The Ministry of Tourism and Antiquities has announced the discovery of an ancient burial site at Saqqara’s Sacred Animal Necropolis. Work at the site has been ongoing since April 2018, and is currently in its third stage.
In a statement, the ministry said a shaft measuring 120 cm x 90 cm and 11 metres deep was found, with five still sealed stone coffins at the bottom. Also discovered in the same complex were four niches in a room containing wooden coffins and Late Period human burials.
A massive anthropoid wooden coffin bearing hieroglyphs written in yellow pigment was discovered in one of the niches. Other objects discovered around the coffin include 365 faience ushabti figurines, some of which bear hieroglyphs texts, and a small wooden obelisk about 40 cm tall.
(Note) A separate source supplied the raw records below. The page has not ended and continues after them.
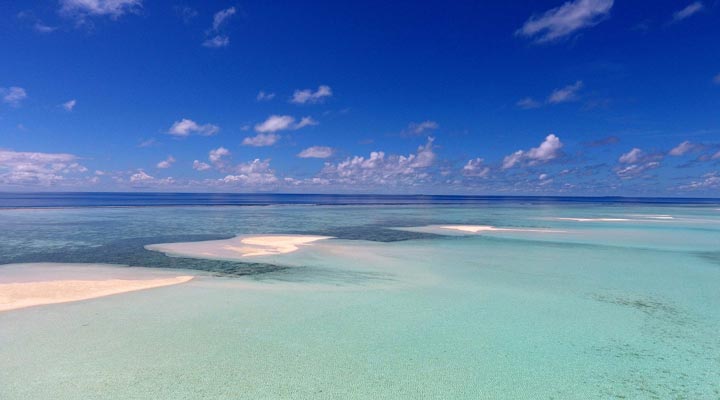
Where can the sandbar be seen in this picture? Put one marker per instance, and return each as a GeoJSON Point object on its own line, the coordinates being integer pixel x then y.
{"type": "Point", "coordinates": [238, 247]}
{"type": "Point", "coordinates": [41, 285]}
{"type": "Point", "coordinates": [476, 229]}
{"type": "Point", "coordinates": [593, 219]}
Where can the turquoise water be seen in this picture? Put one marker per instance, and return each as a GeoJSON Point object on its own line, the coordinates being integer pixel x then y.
{"type": "Point", "coordinates": [593, 310]}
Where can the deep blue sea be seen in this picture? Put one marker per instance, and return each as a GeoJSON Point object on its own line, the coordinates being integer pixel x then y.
{"type": "Point", "coordinates": [119, 199]}
{"type": "Point", "coordinates": [438, 297]}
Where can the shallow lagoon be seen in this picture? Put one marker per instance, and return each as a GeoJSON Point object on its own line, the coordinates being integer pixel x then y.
{"type": "Point", "coordinates": [628, 308]}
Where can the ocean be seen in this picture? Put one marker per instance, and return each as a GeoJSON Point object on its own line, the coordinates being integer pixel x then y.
{"type": "Point", "coordinates": [566, 298]}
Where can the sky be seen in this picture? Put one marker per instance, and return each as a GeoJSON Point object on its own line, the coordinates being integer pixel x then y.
{"type": "Point", "coordinates": [579, 97]}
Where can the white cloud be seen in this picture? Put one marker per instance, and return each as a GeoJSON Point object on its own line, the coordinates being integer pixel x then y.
{"type": "Point", "coordinates": [305, 121]}
{"type": "Point", "coordinates": [69, 105]}
{"type": "Point", "coordinates": [548, 150]}
{"type": "Point", "coordinates": [275, 123]}
{"type": "Point", "coordinates": [419, 128]}
{"type": "Point", "coordinates": [382, 169]}
{"type": "Point", "coordinates": [147, 143]}
{"type": "Point", "coordinates": [167, 163]}
{"type": "Point", "coordinates": [631, 156]}
{"type": "Point", "coordinates": [217, 41]}
{"type": "Point", "coordinates": [476, 168]}
{"type": "Point", "coordinates": [565, 94]}
{"type": "Point", "coordinates": [141, 176]}
{"type": "Point", "coordinates": [690, 10]}
{"type": "Point", "coordinates": [216, 37]}
{"type": "Point", "coordinates": [308, 96]}
{"type": "Point", "coordinates": [254, 173]}
{"type": "Point", "coordinates": [528, 103]}
{"type": "Point", "coordinates": [634, 170]}
{"type": "Point", "coordinates": [683, 148]}
{"type": "Point", "coordinates": [216, 155]}
{"type": "Point", "coordinates": [221, 17]}
{"type": "Point", "coordinates": [112, 8]}
{"type": "Point", "coordinates": [44, 169]}
{"type": "Point", "coordinates": [13, 95]}
{"type": "Point", "coordinates": [42, 28]}
{"type": "Point", "coordinates": [201, 166]}
{"type": "Point", "coordinates": [263, 96]}
{"type": "Point", "coordinates": [186, 127]}
{"type": "Point", "coordinates": [565, 20]}
{"type": "Point", "coordinates": [261, 140]}
{"type": "Point", "coordinates": [316, 152]}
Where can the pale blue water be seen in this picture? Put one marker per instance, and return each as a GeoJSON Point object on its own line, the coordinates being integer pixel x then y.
{"type": "Point", "coordinates": [603, 309]}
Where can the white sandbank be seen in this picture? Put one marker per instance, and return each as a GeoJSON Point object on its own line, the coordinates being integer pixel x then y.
{"type": "Point", "coordinates": [476, 229]}
{"type": "Point", "coordinates": [488, 228]}
{"type": "Point", "coordinates": [593, 219]}
{"type": "Point", "coordinates": [27, 285]}
{"type": "Point", "coordinates": [238, 247]}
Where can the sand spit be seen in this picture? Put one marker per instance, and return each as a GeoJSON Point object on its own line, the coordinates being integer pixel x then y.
{"type": "Point", "coordinates": [18, 290]}
{"type": "Point", "coordinates": [474, 229]}
{"type": "Point", "coordinates": [593, 219]}
{"type": "Point", "coordinates": [488, 228]}
{"type": "Point", "coordinates": [238, 247]}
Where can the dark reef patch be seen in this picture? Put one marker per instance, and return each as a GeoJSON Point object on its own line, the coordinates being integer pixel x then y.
{"type": "Point", "coordinates": [132, 252]}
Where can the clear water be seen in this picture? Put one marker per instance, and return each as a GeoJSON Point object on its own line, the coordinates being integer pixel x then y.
{"type": "Point", "coordinates": [625, 309]}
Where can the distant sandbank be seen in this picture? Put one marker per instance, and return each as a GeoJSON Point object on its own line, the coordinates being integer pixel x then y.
{"type": "Point", "coordinates": [43, 284]}
{"type": "Point", "coordinates": [476, 229]}
{"type": "Point", "coordinates": [238, 247]}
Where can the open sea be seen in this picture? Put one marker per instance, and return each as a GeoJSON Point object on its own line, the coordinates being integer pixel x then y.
{"type": "Point", "coordinates": [581, 298]}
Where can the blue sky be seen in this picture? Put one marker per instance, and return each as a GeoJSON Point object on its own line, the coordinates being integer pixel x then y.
{"type": "Point", "coordinates": [584, 97]}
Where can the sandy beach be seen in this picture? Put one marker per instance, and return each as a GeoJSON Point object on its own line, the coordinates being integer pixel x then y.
{"type": "Point", "coordinates": [488, 228]}
{"type": "Point", "coordinates": [238, 247]}
{"type": "Point", "coordinates": [27, 285]}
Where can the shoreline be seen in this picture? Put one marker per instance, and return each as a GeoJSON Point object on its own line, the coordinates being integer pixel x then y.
{"type": "Point", "coordinates": [239, 247]}
{"type": "Point", "coordinates": [30, 285]}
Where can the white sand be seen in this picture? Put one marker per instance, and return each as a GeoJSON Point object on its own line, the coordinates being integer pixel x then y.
{"type": "Point", "coordinates": [488, 228]}
{"type": "Point", "coordinates": [238, 247]}
{"type": "Point", "coordinates": [44, 284]}
{"type": "Point", "coordinates": [593, 219]}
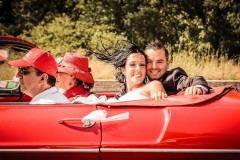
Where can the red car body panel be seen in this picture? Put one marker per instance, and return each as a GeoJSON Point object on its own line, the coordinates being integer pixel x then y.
{"type": "Point", "coordinates": [34, 129]}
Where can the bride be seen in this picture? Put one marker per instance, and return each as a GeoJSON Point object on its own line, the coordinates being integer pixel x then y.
{"type": "Point", "coordinates": [130, 66]}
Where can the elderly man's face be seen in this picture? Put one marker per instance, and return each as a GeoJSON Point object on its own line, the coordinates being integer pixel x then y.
{"type": "Point", "coordinates": [30, 82]}
{"type": "Point", "coordinates": [65, 81]}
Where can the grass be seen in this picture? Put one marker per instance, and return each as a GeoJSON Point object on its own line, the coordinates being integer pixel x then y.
{"type": "Point", "coordinates": [209, 66]}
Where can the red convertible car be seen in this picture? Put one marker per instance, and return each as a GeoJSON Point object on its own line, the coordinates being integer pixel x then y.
{"type": "Point", "coordinates": [177, 127]}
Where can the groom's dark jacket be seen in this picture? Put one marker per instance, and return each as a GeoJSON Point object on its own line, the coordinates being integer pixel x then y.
{"type": "Point", "coordinates": [177, 79]}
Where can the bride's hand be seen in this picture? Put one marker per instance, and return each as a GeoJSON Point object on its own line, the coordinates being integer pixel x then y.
{"type": "Point", "coordinates": [159, 95]}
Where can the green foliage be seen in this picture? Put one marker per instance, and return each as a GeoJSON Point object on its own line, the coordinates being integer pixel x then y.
{"type": "Point", "coordinates": [201, 26]}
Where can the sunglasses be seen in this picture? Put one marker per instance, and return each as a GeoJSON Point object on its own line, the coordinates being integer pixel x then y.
{"type": "Point", "coordinates": [24, 71]}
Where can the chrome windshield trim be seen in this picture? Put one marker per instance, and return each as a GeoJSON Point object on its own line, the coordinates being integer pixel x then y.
{"type": "Point", "coordinates": [50, 150]}
{"type": "Point", "coordinates": [138, 150]}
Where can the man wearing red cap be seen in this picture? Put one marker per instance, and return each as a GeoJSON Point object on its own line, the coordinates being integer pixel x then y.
{"type": "Point", "coordinates": [74, 78]}
{"type": "Point", "coordinates": [37, 71]}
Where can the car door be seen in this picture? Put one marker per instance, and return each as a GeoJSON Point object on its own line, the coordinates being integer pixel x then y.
{"type": "Point", "coordinates": [48, 131]}
{"type": "Point", "coordinates": [132, 130]}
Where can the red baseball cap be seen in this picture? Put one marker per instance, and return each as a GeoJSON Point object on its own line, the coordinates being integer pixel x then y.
{"type": "Point", "coordinates": [39, 59]}
{"type": "Point", "coordinates": [77, 66]}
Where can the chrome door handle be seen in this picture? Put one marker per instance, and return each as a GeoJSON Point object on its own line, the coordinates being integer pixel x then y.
{"type": "Point", "coordinates": [87, 123]}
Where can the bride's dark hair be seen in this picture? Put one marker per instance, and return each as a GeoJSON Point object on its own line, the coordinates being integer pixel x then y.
{"type": "Point", "coordinates": [118, 58]}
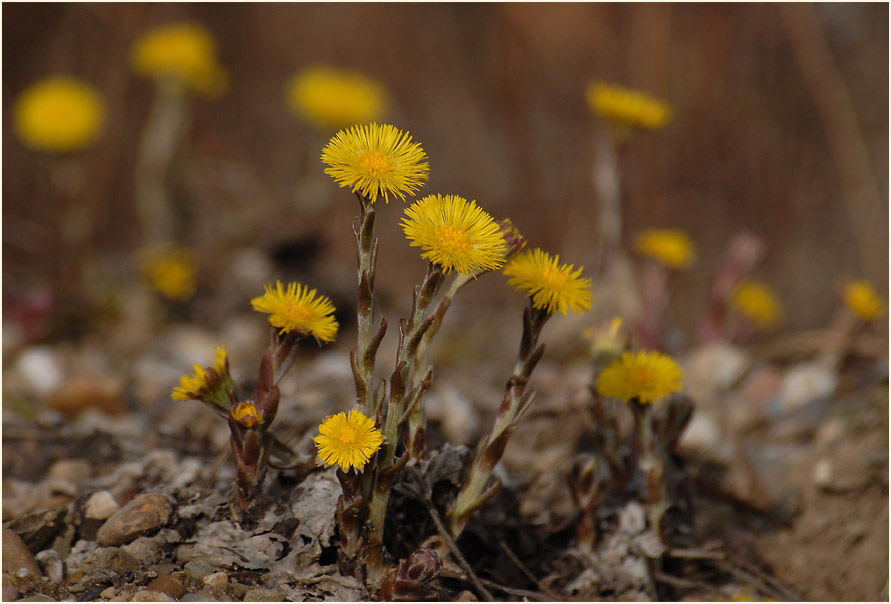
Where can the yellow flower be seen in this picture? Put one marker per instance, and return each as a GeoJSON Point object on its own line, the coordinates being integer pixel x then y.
{"type": "Point", "coordinates": [551, 285]}
{"type": "Point", "coordinates": [202, 382]}
{"type": "Point", "coordinates": [646, 376]}
{"type": "Point", "coordinates": [862, 300]}
{"type": "Point", "coordinates": [627, 107]}
{"type": "Point", "coordinates": [170, 272]}
{"type": "Point", "coordinates": [184, 52]}
{"type": "Point", "coordinates": [757, 302]}
{"type": "Point", "coordinates": [59, 114]}
{"type": "Point", "coordinates": [455, 234]}
{"type": "Point", "coordinates": [348, 440]}
{"type": "Point", "coordinates": [298, 309]}
{"type": "Point", "coordinates": [376, 160]}
{"type": "Point", "coordinates": [246, 414]}
{"type": "Point", "coordinates": [671, 247]}
{"type": "Point", "coordinates": [335, 98]}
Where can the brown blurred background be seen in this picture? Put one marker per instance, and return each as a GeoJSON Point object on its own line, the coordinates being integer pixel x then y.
{"type": "Point", "coordinates": [771, 132]}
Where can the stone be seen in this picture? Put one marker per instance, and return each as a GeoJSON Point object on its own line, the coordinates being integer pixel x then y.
{"type": "Point", "coordinates": [16, 555]}
{"type": "Point", "coordinates": [168, 584]}
{"type": "Point", "coordinates": [143, 514]}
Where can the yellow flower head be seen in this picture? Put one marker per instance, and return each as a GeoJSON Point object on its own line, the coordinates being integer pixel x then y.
{"type": "Point", "coordinates": [59, 114]}
{"type": "Point", "coordinates": [455, 234]}
{"type": "Point", "coordinates": [376, 160]}
{"type": "Point", "coordinates": [246, 414]}
{"type": "Point", "coordinates": [297, 308]}
{"type": "Point", "coordinates": [348, 440]}
{"type": "Point", "coordinates": [335, 98]}
{"type": "Point", "coordinates": [184, 52]}
{"type": "Point", "coordinates": [647, 376]}
{"type": "Point", "coordinates": [862, 300]}
{"type": "Point", "coordinates": [757, 302]}
{"type": "Point", "coordinates": [203, 382]}
{"type": "Point", "coordinates": [551, 286]}
{"type": "Point", "coordinates": [170, 272]}
{"type": "Point", "coordinates": [627, 107]}
{"type": "Point", "coordinates": [671, 247]}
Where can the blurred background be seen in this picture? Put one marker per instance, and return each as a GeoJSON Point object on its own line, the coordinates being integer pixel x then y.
{"type": "Point", "coordinates": [780, 127]}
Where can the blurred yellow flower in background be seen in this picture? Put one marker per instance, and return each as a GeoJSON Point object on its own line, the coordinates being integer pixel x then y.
{"type": "Point", "coordinates": [626, 107]}
{"type": "Point", "coordinates": [670, 247]}
{"type": "Point", "coordinates": [455, 234]}
{"type": "Point", "coordinates": [756, 301]}
{"type": "Point", "coordinates": [59, 114]}
{"type": "Point", "coordinates": [648, 376]}
{"type": "Point", "coordinates": [332, 98]}
{"type": "Point", "coordinates": [170, 272]}
{"type": "Point", "coordinates": [551, 286]}
{"type": "Point", "coordinates": [376, 160]}
{"type": "Point", "coordinates": [184, 52]}
{"type": "Point", "coordinates": [862, 299]}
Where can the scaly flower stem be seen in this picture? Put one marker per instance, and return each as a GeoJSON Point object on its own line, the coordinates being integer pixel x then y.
{"type": "Point", "coordinates": [491, 447]}
{"type": "Point", "coordinates": [411, 333]}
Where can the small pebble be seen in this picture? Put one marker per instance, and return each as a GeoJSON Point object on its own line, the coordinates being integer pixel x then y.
{"type": "Point", "coordinates": [143, 514]}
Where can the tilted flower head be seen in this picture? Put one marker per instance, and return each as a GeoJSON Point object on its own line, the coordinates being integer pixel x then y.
{"type": "Point", "coordinates": [627, 107]}
{"type": "Point", "coordinates": [551, 286]}
{"type": "Point", "coordinates": [335, 98]}
{"type": "Point", "coordinates": [862, 300]}
{"type": "Point", "coordinates": [647, 376]}
{"type": "Point", "coordinates": [348, 440]}
{"type": "Point", "coordinates": [185, 52]}
{"type": "Point", "coordinates": [757, 302]}
{"type": "Point", "coordinates": [455, 234]}
{"type": "Point", "coordinates": [298, 308]}
{"type": "Point", "coordinates": [376, 160]}
{"type": "Point", "coordinates": [671, 247]}
{"type": "Point", "coordinates": [59, 114]}
{"type": "Point", "coordinates": [170, 272]}
{"type": "Point", "coordinates": [203, 382]}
All four of the miniature obelisk’s sides bear painted scenes depicting the goddesses Isis and Nephthys, and the god Horus. Wooden statues of the god Ptah-Sokar-Osiris, and three pottery canopic jars holding internal organs were also found.
The ministry added that all the small artefacts have been removed from the shaft for conservation work to be carried out.
The Supreme Council of Antiquities has made many discoveries at the Sacred Animal Necropolis in Saqqara in the past two years. The most important of these discoveries was the decorated tomb of Wahti and a small cache of sacred birds and animals from which many animal mummies, some extremely rare, were uncovered.